Jean-Marie Le Pen on Friday rejected his daughter’s remarks. Asked on RTL radio whether he would stay in politics, he said: “Obviously - I’m a politician.”

He said he would fight any disciplinary action by the party’s leadership and would seek the party’s candidacy for the presidency of the southeastern Provence, Alps and Côte d’Azur region.

Le Pen is loath to see the party dilute the anti-establishment image that he nourished for decades. “Madame Le Pen is blowing up her own party,” he said.

Le Pen, 86, has been a fixture in French politics and an integral part of the FN for over the past four decades.

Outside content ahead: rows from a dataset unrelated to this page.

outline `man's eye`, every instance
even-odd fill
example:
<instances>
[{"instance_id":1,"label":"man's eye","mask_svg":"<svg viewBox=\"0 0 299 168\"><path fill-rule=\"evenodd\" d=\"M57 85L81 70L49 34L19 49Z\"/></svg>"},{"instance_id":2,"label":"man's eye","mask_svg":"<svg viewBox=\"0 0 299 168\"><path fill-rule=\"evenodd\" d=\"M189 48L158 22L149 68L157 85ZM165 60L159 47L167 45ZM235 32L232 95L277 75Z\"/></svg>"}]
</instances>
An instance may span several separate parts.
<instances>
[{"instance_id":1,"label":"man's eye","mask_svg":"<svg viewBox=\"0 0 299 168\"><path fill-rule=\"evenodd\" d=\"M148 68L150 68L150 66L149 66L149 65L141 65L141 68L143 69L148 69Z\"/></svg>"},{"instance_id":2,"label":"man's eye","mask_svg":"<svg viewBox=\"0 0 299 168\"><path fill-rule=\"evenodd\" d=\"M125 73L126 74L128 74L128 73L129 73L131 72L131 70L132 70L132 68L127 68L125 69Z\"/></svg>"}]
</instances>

A veteran of the French Indochina War and the war in Algeria, Jean-Marie Le Pen first became involved in politics during the 1950s, before going on to found the FN in 1972.

While his daughter has been credited with the FN’s recent political gains in European parliamentary and local French elections, Jean-Marie Le Pen had built the party from the ground up.

“Le Pen is the man who accomplished the feat of taking the National Front from 0.74 percent of the vote during the presidential election in 1974, to the second round against [former president] Jacques Chirac in 2002,” FN member and political scientist Aymeric Chauprade told FRANCE 24. “We wouldn’t be here without him, we owe him everything.”

In 2011, Jean-Marie Le Pen officially stepped down as the FN’s leader, handing control of the party to his daughter Marine and assuming the role of honorary president.

Inflammatory comments

Since then, Marine Le Pen has worked hard to “detoxify” the FN’s image, which many still consider to be fundamentally racist and anti-Semitic.

She has carefully honed the party’s anti-immigrant and anti-Europe message, while distancing herself from her father’s legacy.

But Jean-Marie Le Pen, who has been convicted on numerous occasions for anti-Semitic and racist remarks, has been a constant source of embarrassment for the FN as it tries to break into the political mainstream.

Last year, the party was forced to remove his video blog from its website after he said in a posting that comedian Patrick Bruel, who is Jewish, should be put in an “oven load”.

Most recently, however, he made headlines after repeating past comments describing the Holocaust as a “detail” of history in a television interview on April 2, adding that he believed France’s collaborationist World War II leader, Marshal Philippe Pétain, had been unfairly judged by history.

His remarks, which he once again repeated this week in an interview with far-right weekly Rivarol, has sparked outrage, leading his daughter to issue the statement opposing his political ambitions.

‘Power to cause harm’

But Jean-Marie Le Pen still enjoys a significant amount of support within the FN, raising speculation that the rift with his daughter could hurt the party.

“A lot of supporters began following the party because of or thanks to him, and they identify with him,” said Cécile Alduy, an associate professor at Stanford University and the author of a book on the FN.

The split couldn’t come at a more inconvenient time, with crucial regional elections to be held in December and the country’s next presidential election in 2017.

“He has real power to cause harm both in the press and politically, and above all financially,” said Joël Gombin, an FN expert and political science doctorate.

“There’s no political advantage to a schism. With regional and presidential elections in sight, this is not the moment,” Alduy said.